Romulo told reporters at a meeting here of the Non-Aligned Movement (NAM) grouping of mostly developing countries that the two sides were working on the issue of ancestral domain, or traditional Muslim lands. [Inq7.net also carries the AFP wire story, here.]
My two cents: The renewed government emphasis on concluding a peace agreement with the MILF is a function not only of a less recalcitrant MILF but also of a more single-minded AFP. I believe the armed services have come to the conclusion that it is really best to settle the MILF problem peacefully, in order to focus on finishing off the communist insurgency.
One set of "proofs," which I (but maybe not too many others) find convincing enough: The institutional bias of the AFP is against a peace treaty; if not to oppose one outright, then at least to drag its feet. I am reminded of the shift in perspective in Eduardo Ermita’s worldview, when he left the office of Presidential Adviser for the Peace Process to become Secretary of National Defense. Unfortunately, all I can find on the Net right now is this filed-away column of Bel Cunanan’s, which reminds me of the impressions I had then.
… At the time of his appointment to the defense department, he was thick in the peace process as the government’s point man in the talks with the Moro Islamic Liberation Front (MILF, an offshoot of the MNLF-ed) which are about to resume in Kuala Lumpur.
But while familiarity with the secessionist problem in Mindanao is a decided advantage for Ermita, he has to be conscious that his perspective on the peace process now has to change somewhat, to reflect the demands of the Armed Forces.

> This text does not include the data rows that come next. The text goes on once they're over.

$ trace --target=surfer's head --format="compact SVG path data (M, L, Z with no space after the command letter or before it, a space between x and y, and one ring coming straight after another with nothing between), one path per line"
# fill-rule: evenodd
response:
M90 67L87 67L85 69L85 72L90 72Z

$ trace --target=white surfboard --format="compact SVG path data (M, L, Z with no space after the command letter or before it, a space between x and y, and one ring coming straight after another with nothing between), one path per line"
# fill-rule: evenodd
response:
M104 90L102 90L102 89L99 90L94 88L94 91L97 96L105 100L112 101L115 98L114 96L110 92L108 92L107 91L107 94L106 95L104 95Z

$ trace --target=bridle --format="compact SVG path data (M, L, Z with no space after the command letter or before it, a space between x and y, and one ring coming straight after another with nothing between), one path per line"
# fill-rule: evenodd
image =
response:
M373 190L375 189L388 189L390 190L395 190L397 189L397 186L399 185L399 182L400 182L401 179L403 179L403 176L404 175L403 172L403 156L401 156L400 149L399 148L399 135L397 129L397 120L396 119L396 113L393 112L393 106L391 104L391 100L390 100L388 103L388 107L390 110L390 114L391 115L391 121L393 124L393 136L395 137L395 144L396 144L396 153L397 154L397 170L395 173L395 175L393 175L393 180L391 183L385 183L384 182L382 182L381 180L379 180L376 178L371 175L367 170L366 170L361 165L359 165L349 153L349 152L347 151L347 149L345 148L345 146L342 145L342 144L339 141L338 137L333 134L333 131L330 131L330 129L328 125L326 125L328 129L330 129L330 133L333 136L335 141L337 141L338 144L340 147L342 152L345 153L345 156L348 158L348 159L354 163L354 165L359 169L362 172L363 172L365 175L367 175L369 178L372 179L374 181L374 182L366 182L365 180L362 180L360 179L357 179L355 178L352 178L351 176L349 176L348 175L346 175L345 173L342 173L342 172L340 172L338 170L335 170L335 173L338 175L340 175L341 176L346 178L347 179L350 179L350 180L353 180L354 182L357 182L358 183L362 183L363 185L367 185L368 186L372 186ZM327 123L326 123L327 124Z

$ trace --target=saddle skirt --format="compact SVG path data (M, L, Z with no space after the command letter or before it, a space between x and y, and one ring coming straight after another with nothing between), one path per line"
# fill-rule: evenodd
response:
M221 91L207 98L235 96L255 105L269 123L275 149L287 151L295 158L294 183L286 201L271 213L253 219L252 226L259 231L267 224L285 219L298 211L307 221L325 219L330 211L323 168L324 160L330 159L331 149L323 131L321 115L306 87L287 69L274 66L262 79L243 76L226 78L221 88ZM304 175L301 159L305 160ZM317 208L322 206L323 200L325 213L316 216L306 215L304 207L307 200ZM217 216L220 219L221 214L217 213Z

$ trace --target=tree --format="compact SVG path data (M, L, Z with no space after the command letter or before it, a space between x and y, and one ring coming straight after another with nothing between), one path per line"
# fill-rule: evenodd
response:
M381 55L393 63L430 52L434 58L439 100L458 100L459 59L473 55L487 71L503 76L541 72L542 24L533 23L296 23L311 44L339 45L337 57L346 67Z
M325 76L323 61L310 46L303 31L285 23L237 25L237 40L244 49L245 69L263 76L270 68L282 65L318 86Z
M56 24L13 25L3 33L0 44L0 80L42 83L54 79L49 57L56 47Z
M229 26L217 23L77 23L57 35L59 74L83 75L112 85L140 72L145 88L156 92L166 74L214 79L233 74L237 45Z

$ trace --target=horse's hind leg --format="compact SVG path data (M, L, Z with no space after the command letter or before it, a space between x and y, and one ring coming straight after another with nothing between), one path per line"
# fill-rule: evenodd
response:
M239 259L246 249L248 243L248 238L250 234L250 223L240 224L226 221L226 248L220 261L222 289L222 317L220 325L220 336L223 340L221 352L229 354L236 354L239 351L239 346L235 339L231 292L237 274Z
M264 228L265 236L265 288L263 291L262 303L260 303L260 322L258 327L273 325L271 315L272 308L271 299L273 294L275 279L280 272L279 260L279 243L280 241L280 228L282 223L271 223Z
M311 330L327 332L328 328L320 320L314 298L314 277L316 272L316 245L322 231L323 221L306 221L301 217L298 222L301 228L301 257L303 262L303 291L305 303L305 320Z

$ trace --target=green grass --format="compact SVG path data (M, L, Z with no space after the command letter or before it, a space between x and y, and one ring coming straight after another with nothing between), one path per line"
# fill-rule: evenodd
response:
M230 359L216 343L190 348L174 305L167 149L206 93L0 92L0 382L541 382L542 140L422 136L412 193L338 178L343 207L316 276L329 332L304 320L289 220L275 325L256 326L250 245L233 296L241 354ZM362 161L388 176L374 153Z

If I remember correctly, his perspective did change. But over time, both Ermita’s attitude to the MILF peace talks and that of the AFP became tempered, more flexible, especially after the MILF disavowed links with al-Qaeda and the Abu Sayyaf. Cruz, as near as I can tell, has pushed peace with the MILF since assuming the defense portfolio. I gather he met less resistance from the generals, in part because of the (new) focus on the communists.